The tri-council, cross-party board – instigated by MP Jeremy Hunt, Surrey County Council leader Tim Oliver and Farnham leader John Neale – held its first meeting last month, charged with finding and funding short and long-term solutions to Farnham’s chronic traffic issues.

However, membership of the group has been fiercely contested – with Farnham Residents’ county councillors Andy MacLeod and Stephen Spence only added hours before its first meeting amid much behind-the-scenes debate over who is leading the initiative: Tory MP and county, or Farnham Residents town and borough.

Pouncing on the group’s chaotic beginnings at last Thursday’s meeting of Farnham Town Council, former town mayors John Ward (Farnham Residents’ member for Shortheath and Boundstone) and Carole Cockburn (Tory, The Bourne), and Waverley executive member Mark Merryweather (Lib Dem, Weybourne and Badshot Lea) each took turns to criticise the group.

Addressing members, Cllr Ward, who is also Waverley leader, began by blasting the group for its “poor process and poor procedures” – lamenting that “decisions were being made by people chatting outside of meetings”.

“I have a lot of concern about what tail is wagging what dog,” he added.

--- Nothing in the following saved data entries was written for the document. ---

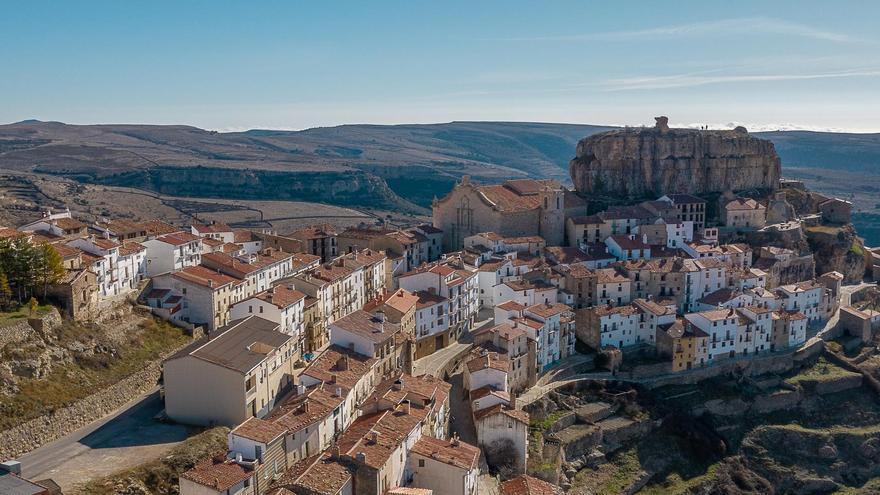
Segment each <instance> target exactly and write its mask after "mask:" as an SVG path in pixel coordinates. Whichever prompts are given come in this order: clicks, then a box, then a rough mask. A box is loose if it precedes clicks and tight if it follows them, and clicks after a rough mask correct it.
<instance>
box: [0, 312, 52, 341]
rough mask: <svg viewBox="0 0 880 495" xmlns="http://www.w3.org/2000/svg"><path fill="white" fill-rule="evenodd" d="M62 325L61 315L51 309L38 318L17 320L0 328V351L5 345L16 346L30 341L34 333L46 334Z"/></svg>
mask: <svg viewBox="0 0 880 495" xmlns="http://www.w3.org/2000/svg"><path fill="white" fill-rule="evenodd" d="M61 323H62V320H61V314H60V313H59V312H58V310H57V309H55V308H52V310H51V311H49V312H48V313H46V314H44V315H40V317H39V318H26V319H21V320H17V321H15V322H13V323H11V324H8V325H4V326H0V349H2V348H3V347H4V346H6V345H7V344H13V343H15V344H17V343H19V342H24V341H26V340H30V339H31V336H32V335H34V333H35V332H40V333H44V332H48V331H51V330H54V329H55V328H58V327H59V326H60V325H61Z"/></svg>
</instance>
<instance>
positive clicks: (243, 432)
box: [230, 416, 287, 443]
mask: <svg viewBox="0 0 880 495" xmlns="http://www.w3.org/2000/svg"><path fill="white" fill-rule="evenodd" d="M286 431H287V430H286V429H285V428H284V427H282V426H281V425H278V424H275V423H274V422H272V421H265V420H263V419H260V418H257V417H255V416H253V417H250V418H248V419H247V421H245V422H244V423H242V424H240V425H238V426H236V427H235V428H233V429H232V431H231V432H230V434H232V435H235V436H239V437H242V438H247V439H248V440H253V441H255V442H259V443H271V442H272V441H273V440H275V439H276V438H278V437H280V436H281V435H284V433H285V432H286Z"/></svg>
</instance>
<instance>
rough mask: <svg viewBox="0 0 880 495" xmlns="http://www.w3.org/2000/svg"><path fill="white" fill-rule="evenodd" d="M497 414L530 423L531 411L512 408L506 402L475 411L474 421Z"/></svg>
mask: <svg viewBox="0 0 880 495" xmlns="http://www.w3.org/2000/svg"><path fill="white" fill-rule="evenodd" d="M496 414H503V415H505V416H507V417H509V418H511V419H514V420H516V421H519V422H520V423H525V424H529V413H527V412H525V411H521V410H519V409H510V408H509V407H507V406H505V405H504V404H495V405H494V406H492V407H487V408H486V409H480V410H479V411H476V412H474V421H480V420H481V419H484V418H488V417H489V416H494V415H496Z"/></svg>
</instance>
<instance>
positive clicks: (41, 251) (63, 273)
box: [0, 236, 66, 311]
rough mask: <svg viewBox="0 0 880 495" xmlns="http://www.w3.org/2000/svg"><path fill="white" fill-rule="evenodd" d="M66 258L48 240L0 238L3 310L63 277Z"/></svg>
mask: <svg viewBox="0 0 880 495" xmlns="http://www.w3.org/2000/svg"><path fill="white" fill-rule="evenodd" d="M65 272H66V270H65V269H64V258H62V257H61V254H59V253H58V251H57V250H56V249H55V248H54V247H52V245H51V244H49V243H43V244H39V245H34V244H32V243H31V242H30V241H29V240H28V239H27V238H26V237H24V236H21V237H15V238H12V239H0V310H4V311H8V310H9V309H12V308H14V307H17V306H20V305H21V304H23V303H24V301H26V300H28V299H30V298H32V297H34V296H36V295H41V296H42V297H43V298H45V297H46V291H47V289H48V287H49V286H50V285H52V284H55V283H58V282H60V281H61V279H62V278H63V277H64V274H65Z"/></svg>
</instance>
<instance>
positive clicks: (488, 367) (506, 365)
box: [467, 352, 510, 373]
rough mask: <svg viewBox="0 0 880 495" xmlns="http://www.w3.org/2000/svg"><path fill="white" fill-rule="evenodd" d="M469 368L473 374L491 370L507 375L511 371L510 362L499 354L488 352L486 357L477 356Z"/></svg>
mask: <svg viewBox="0 0 880 495" xmlns="http://www.w3.org/2000/svg"><path fill="white" fill-rule="evenodd" d="M467 367H468V371H470V372H471V373H476V372H477V371H480V370H484V369H490V368H491V369H494V370H498V371H504V372H505V373H506V372H507V371H509V370H510V361H509V360H508V359H507V358H506V357H504V356H502V355H500V354H498V353H497V352H487V353H486V354H485V355H484V356H477V357H476V358H474V359H471V360H470V361H468V362H467Z"/></svg>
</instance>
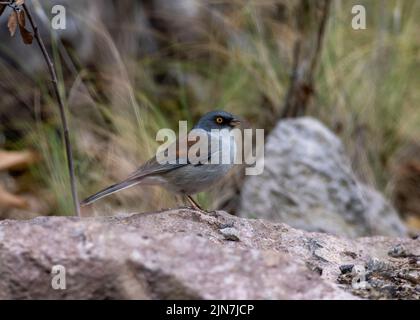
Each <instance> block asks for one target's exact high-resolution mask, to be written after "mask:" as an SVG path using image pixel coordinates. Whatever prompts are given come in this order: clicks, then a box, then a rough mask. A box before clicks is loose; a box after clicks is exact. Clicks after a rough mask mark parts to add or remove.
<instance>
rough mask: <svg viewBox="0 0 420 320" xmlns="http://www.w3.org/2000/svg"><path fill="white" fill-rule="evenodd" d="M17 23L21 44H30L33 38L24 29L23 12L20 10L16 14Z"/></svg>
mask: <svg viewBox="0 0 420 320" xmlns="http://www.w3.org/2000/svg"><path fill="white" fill-rule="evenodd" d="M18 23H19V31H20V35H21V37H22V40H23V43H25V44H31V43H32V40H33V36H32V33H30V32H29V31H28V30H27V29H26V28H25V12H24V11H23V10H20V11H19V12H18Z"/></svg>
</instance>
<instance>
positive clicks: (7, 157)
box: [0, 150, 38, 170]
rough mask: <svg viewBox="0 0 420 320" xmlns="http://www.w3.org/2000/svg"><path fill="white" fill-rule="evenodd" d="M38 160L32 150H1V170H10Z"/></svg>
mask: <svg viewBox="0 0 420 320" xmlns="http://www.w3.org/2000/svg"><path fill="white" fill-rule="evenodd" d="M37 160H38V156H37V155H36V154H35V153H34V152H31V151H1V150H0V170H8V169H14V168H20V167H25V166H28V165H30V164H32V163H34V162H35V161H37Z"/></svg>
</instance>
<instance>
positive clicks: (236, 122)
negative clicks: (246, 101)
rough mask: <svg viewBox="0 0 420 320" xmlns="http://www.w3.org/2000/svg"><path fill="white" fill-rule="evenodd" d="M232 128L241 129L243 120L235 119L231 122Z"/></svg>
mask: <svg viewBox="0 0 420 320" xmlns="http://www.w3.org/2000/svg"><path fill="white" fill-rule="evenodd" d="M229 124H230V125H231V126H232V127H239V126H240V125H241V120H239V119H237V118H233V119H232V120H230V123H229Z"/></svg>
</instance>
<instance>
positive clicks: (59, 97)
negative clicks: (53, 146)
mask: <svg viewBox="0 0 420 320" xmlns="http://www.w3.org/2000/svg"><path fill="white" fill-rule="evenodd" d="M22 8H23V10H24V11H25V13H26V16H27V17H28V20H29V23H30V24H31V27H32V29H33V32H34V37H35V40H36V42H37V43H38V45H39V48H40V49H41V52H42V55H43V56H44V59H45V62H46V63H47V66H48V71H49V73H50V75H51V80H52V83H53V88H54V93H55V96H56V98H57V102H58V106H59V110H60V118H61V123H62V126H63V136H64V144H65V146H66V156H67V165H68V170H69V175H70V186H71V194H72V198H73V204H74V209H75V211H76V215H77V216H79V217H80V205H79V200H78V197H77V189H76V178H75V174H74V164H73V154H72V148H71V143H70V138H69V129H68V125H67V118H66V113H65V110H64V103H63V100H62V99H61V96H60V92H59V90H58V80H57V73H56V71H55V67H54V64H53V63H52V60H51V58H50V56H49V55H48V52H47V49H46V48H45V45H44V42H43V41H42V38H41V35H40V33H39V30H38V27H37V25H36V23H35V21H34V19H33V18H32V15H31V12H30V11H29V9H28V7H27V6H26V4H22Z"/></svg>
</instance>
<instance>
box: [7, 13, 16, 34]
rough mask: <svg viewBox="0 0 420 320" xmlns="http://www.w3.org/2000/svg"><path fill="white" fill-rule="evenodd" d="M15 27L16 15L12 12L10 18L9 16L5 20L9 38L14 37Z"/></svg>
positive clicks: (15, 23)
mask: <svg viewBox="0 0 420 320" xmlns="http://www.w3.org/2000/svg"><path fill="white" fill-rule="evenodd" d="M17 25H18V22H17V13H16V11H14V10H13V11H12V13H11V14H10V16H9V19H8V20H7V27H8V28H9V31H10V36H11V37H13V36H14V35H15V32H16V28H17Z"/></svg>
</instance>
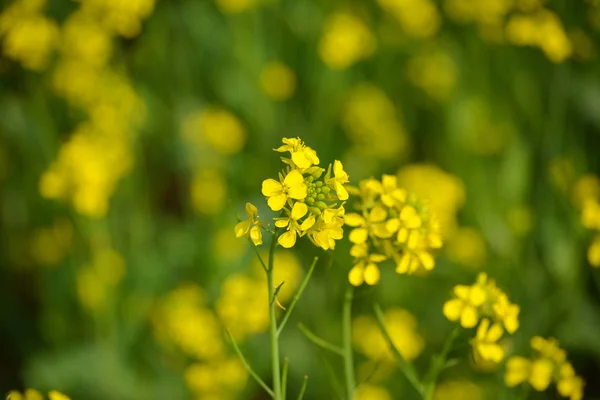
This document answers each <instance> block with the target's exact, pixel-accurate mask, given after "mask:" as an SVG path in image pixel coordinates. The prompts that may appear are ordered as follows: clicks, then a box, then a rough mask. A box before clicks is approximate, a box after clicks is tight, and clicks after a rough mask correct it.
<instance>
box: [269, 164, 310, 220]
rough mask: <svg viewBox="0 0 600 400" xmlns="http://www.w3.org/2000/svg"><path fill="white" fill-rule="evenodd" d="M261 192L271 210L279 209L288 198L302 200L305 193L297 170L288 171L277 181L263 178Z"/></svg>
mask: <svg viewBox="0 0 600 400" xmlns="http://www.w3.org/2000/svg"><path fill="white" fill-rule="evenodd" d="M262 194H263V195H265V196H266V197H267V198H268V200H267V203H268V204H269V207H271V209H272V210H273V211H279V210H281V209H282V208H283V207H284V206H285V204H286V202H287V200H288V198H291V199H295V200H303V199H305V198H306V195H307V188H306V184H305V183H304V178H303V177H302V174H301V173H300V172H299V171H298V170H292V171H290V172H289V173H288V174H287V175H286V177H285V178H284V179H281V181H280V182H277V181H276V180H275V179H265V180H264V181H263V183H262Z"/></svg>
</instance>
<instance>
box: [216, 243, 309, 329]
mask: <svg viewBox="0 0 600 400" xmlns="http://www.w3.org/2000/svg"><path fill="white" fill-rule="evenodd" d="M261 257H263V260H265V259H266V258H265V257H267V254H265V253H261ZM274 265H276V266H277V268H275V271H274V272H273V273H274V277H273V281H274V282H276V284H277V285H278V284H280V283H281V282H285V284H284V285H283V286H281V288H280V290H279V292H278V293H277V300H278V301H279V302H280V303H281V304H283V305H285V304H286V303H287V302H288V301H289V300H290V299H291V298H292V296H293V295H294V293H295V290H296V288H297V287H298V285H299V284H300V282H301V281H302V276H303V273H302V267H301V265H300V261H299V260H298V258H297V257H296V256H294V254H293V253H292V252H289V251H286V252H277V253H275V259H274ZM265 279H266V278H265V276H264V273H263V271H262V266H261V265H260V262H259V261H258V260H257V259H254V261H253V264H252V267H251V273H250V274H242V273H238V274H233V275H229V276H228V277H227V278H226V279H225V281H224V282H223V285H222V287H221V295H220V296H219V298H218V299H217V302H216V305H215V310H216V312H217V315H218V317H219V319H220V320H221V322H222V324H223V325H224V326H226V327H227V329H229V331H230V332H231V334H232V335H233V337H234V338H235V339H236V340H237V341H242V340H244V339H245V338H246V336H248V335H252V334H257V333H262V332H266V331H267V329H268V328H269V306H268V303H267V302H266V301H265V299H266V298H267V297H268V292H267V285H266V282H265Z"/></svg>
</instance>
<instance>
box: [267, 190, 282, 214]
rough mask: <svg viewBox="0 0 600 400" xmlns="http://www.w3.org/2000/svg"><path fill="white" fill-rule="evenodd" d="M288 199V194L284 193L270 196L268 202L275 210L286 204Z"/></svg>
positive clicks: (272, 208) (267, 201)
mask: <svg viewBox="0 0 600 400" xmlns="http://www.w3.org/2000/svg"><path fill="white" fill-rule="evenodd" d="M286 201H287V196H286V195H285V194H284V193H281V194H278V195H275V196H272V197H269V200H267V204H268V205H269V207H271V210H273V211H279V210H281V209H282V208H283V207H284V206H285V202H286Z"/></svg>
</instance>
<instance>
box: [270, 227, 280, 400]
mask: <svg viewBox="0 0 600 400" xmlns="http://www.w3.org/2000/svg"><path fill="white" fill-rule="evenodd" d="M275 239H276V234H273V236H271V246H270V248H269V268H268V269H267V285H268V287H269V288H268V294H269V319H270V322H271V323H270V324H269V325H270V326H269V337H270V339H271V370H272V373H273V392H274V394H275V395H274V396H273V398H274V399H275V400H282V397H281V375H280V370H279V342H278V341H277V315H276V314H275V302H274V301H272V300H271V299H273V298H274V296H275V286H274V284H273V272H274V270H273V263H274V255H275V246H276V244H277V241H276V240H275Z"/></svg>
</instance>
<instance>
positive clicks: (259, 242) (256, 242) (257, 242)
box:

He did, though, endorse the suggestion of co-chairmen – Cllr MacLeod representing Waverley and Surrey, and John Neale the town council – as a way to “legalise the process and make the group more open and transparent”.

A vote on the board’s co-chairs itself descended into confusion, however, after Cllrs Ward and Cockburn pointed out Farnham Town Council could not legally appoint Waverley’s chair. Instead, members endorsed the “concept” of co-chairs.

Cllr Merryweather, a Waverley executive member, endorsed Cllr Ward’s reservations and expressed his own “general frustration” at the way the group has operated so far.

And Cllr Cockburn, the driving force behind the Farnham Neighbourhood Plan, added the group has to date “hurtled from one chaotic decision to another”, and accused it of failing to follow the example set by the successful town plan process which strived to involve residents from its instigation.

“We really have to get this right,” she continued. “At present, there is no real plan for how we communicate our ideas to the public, and I feel unrepresented on this board.

“We risk consulting people so far down the line that we will not engage the public.”

Council leader John Neale (Farnham Residents, Firgrove) said the group was “not a secret”, but added a “lot of work” was currently being undertaken by Surrey’s programme managers, which will be made public and open for debate soon.